Filed under: Media Redirections
Media Redirections
STRATÉGIE MÉDIAS
Depuis près de dix ans, j’ai centré mon travail d’artiste visuel sur les relations entre environnements réels et virtuels, mis en scène dans une équivoque entre documentaire et fiction. J’ai ainsi fait des films sur des expositions qui n’ont jamais eues lieu dans le monde réel, et pour cela créé des architectures fictives permettant d’agrandir le nombre de salles de la galerie où l’exposition prétendait se situer.
Le projet “Moving out Moving in” est en relation étroite avec ce type d’œuvre A la fin de l’été 2006, j’ai visité Dieppe à l’occasion d’un workshop préfigurant les débats de la Biennale sur le paysage du port de Dieppe.
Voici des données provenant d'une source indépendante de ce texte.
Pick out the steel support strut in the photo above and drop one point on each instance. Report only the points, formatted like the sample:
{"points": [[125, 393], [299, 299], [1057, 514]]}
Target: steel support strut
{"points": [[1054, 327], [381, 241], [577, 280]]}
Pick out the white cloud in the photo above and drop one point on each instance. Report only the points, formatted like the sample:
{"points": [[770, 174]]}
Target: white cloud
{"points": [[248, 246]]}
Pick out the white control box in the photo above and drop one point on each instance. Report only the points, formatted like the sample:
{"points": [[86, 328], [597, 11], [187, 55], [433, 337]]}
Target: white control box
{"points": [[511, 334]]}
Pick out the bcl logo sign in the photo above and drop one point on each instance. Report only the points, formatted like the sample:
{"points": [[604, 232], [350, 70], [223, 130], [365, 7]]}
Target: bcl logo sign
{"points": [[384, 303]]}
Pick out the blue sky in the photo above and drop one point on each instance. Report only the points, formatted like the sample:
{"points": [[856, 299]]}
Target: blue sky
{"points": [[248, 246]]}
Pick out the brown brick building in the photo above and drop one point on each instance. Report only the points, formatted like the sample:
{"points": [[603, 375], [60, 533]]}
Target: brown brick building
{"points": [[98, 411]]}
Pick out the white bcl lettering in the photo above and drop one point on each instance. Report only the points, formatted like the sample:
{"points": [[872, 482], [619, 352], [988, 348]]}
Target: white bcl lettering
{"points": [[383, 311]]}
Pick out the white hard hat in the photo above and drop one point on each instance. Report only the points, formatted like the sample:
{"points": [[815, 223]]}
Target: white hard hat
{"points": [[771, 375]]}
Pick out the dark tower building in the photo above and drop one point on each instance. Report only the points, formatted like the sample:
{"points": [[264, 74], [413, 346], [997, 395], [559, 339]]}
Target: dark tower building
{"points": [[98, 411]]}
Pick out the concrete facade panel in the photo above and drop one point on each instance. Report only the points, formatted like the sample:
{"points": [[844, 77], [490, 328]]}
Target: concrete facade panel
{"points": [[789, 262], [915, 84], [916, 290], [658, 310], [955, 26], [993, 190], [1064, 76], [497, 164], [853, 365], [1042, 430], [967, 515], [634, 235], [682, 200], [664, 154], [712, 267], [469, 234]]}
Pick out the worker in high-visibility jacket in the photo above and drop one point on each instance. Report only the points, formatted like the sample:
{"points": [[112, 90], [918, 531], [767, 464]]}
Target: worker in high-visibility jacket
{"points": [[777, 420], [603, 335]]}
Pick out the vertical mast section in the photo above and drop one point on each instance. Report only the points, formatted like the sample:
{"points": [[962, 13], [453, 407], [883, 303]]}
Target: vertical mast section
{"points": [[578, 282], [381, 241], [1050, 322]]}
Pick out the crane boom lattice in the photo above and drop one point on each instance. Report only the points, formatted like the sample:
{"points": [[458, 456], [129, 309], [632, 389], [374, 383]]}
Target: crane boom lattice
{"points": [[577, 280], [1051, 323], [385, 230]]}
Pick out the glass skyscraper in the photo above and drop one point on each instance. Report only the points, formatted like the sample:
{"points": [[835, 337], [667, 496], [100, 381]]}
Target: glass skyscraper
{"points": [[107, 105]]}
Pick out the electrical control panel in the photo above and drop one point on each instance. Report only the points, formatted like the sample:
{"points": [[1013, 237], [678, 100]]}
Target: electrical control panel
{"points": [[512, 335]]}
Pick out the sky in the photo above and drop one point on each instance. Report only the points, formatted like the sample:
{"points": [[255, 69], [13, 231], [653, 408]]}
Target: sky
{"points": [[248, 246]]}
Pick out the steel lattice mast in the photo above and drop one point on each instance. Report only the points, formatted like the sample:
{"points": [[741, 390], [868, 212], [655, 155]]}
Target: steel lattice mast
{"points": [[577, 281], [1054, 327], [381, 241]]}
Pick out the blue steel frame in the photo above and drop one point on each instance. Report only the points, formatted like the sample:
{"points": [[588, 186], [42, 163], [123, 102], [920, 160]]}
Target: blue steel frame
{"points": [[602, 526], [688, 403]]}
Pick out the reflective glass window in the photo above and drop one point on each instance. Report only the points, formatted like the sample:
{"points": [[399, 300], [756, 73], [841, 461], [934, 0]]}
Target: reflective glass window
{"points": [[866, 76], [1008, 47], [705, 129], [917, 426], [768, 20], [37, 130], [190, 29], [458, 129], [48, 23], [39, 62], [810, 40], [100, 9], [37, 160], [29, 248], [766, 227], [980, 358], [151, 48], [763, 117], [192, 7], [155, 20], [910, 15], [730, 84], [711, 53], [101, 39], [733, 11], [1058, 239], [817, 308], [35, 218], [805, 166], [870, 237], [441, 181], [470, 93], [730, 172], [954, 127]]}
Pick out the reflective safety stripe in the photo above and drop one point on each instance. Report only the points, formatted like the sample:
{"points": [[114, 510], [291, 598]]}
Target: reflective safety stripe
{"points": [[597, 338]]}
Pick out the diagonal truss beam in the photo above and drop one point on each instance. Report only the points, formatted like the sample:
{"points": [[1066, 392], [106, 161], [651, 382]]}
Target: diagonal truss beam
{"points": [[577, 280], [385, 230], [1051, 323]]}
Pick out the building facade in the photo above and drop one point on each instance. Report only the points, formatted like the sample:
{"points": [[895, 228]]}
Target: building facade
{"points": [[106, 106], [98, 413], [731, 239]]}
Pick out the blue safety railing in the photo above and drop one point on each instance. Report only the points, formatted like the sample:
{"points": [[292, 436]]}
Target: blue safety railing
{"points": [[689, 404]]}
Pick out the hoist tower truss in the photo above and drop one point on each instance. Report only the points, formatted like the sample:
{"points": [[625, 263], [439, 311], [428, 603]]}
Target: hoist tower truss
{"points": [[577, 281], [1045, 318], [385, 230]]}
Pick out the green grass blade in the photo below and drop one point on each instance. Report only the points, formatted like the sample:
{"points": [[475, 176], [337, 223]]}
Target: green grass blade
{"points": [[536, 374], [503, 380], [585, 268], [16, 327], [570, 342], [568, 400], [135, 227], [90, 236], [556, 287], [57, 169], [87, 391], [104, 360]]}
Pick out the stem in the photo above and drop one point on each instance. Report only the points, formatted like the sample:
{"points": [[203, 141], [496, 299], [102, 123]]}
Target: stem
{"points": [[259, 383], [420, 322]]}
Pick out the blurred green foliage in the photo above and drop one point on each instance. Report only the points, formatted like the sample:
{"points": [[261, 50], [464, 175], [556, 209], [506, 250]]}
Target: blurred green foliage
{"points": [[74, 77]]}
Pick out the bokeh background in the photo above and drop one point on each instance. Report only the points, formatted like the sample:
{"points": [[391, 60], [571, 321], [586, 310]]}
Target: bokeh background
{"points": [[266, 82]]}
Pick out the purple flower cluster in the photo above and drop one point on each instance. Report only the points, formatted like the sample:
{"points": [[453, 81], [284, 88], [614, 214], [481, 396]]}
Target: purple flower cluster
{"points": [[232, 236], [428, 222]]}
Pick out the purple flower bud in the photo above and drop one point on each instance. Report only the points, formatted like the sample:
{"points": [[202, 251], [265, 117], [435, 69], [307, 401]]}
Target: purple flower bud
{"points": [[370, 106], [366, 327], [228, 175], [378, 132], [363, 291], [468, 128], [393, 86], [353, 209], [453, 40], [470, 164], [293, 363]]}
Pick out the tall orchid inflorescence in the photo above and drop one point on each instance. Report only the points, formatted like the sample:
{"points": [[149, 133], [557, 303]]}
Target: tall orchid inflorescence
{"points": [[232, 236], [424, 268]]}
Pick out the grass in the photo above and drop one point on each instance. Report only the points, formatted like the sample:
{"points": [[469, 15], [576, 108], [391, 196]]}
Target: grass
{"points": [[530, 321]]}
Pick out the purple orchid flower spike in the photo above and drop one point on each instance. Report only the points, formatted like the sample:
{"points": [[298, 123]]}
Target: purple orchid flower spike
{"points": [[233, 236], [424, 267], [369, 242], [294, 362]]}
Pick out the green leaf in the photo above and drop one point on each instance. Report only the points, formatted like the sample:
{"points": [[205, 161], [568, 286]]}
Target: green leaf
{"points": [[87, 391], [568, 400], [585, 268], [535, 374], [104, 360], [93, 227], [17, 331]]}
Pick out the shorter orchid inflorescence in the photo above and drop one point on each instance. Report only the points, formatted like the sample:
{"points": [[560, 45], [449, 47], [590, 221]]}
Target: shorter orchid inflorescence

J’ai découvert une situation très semblable avec ce dont j’avais fait l’expérience à Copenhague il y a une dizaine d’années. Une zone énorme située en plein centre va peut-être changer de sens et de fonction. De nombreux intérêts politiques et économiques ont pris le contrôle de ces changements. Une situation créant pour certains des attentes fortes en terme d’innovation urbaine, et pour les autres de la confusion ou du rejet. C’est ici que commence mon projet.
En tant qu’artiste se concentrant sur des “documentaires virtuels”, j’ai vu dans le paysage portuaire de Dieppe un potentiel énorme pour produire une documentation photographique de scenarii futuristes : et si l’autoroute de Rouen passait au-dessus du port pour être connectée avec le port ferry? Et si Notre Dame des Grèves était remplacée par une mosquée gigantesque pour accueillir les immigrés clandestins qui restent à Dieppe faute d’arriver à traverser vers l’Angleterre ? Et si on construisait des tours sur l’Ile
du Pollet, pour augmenter la capacité hôtelière de Dieppe ? Et si, et si, … Ces images concepts évoquant des transformations plus ou moins radicales d’un paysage malgré tout familier a deux objectifs : poser la
question de l’innovation en anticipant des changements qui miment de grandes opérations urbaines,
mais aussi tout simplement reposer la question du paysage réel.
Mais pour cela, il est important que ce soient avant tout les dieppois qui soient les destinataires de ces images. J’ai donc souhaité que ce projet puisse par exemple être publié dans le journal quotidien de Dieppe, celui que tout le monde lit : les Infos Dieppoises. Cette stratégie consistant à utiliser le journal comme galerie d’exposition, plutôt qu’un espace conçu pour montrer de l’art cherche à s’adresser justement à ceux qui n’iront jamais voir une exposition. Une opportunité pour les dieppois d’être confrontés d’une manière inattendue aux enjeux du futur du port, qu’ils détestent ou adorent ces images.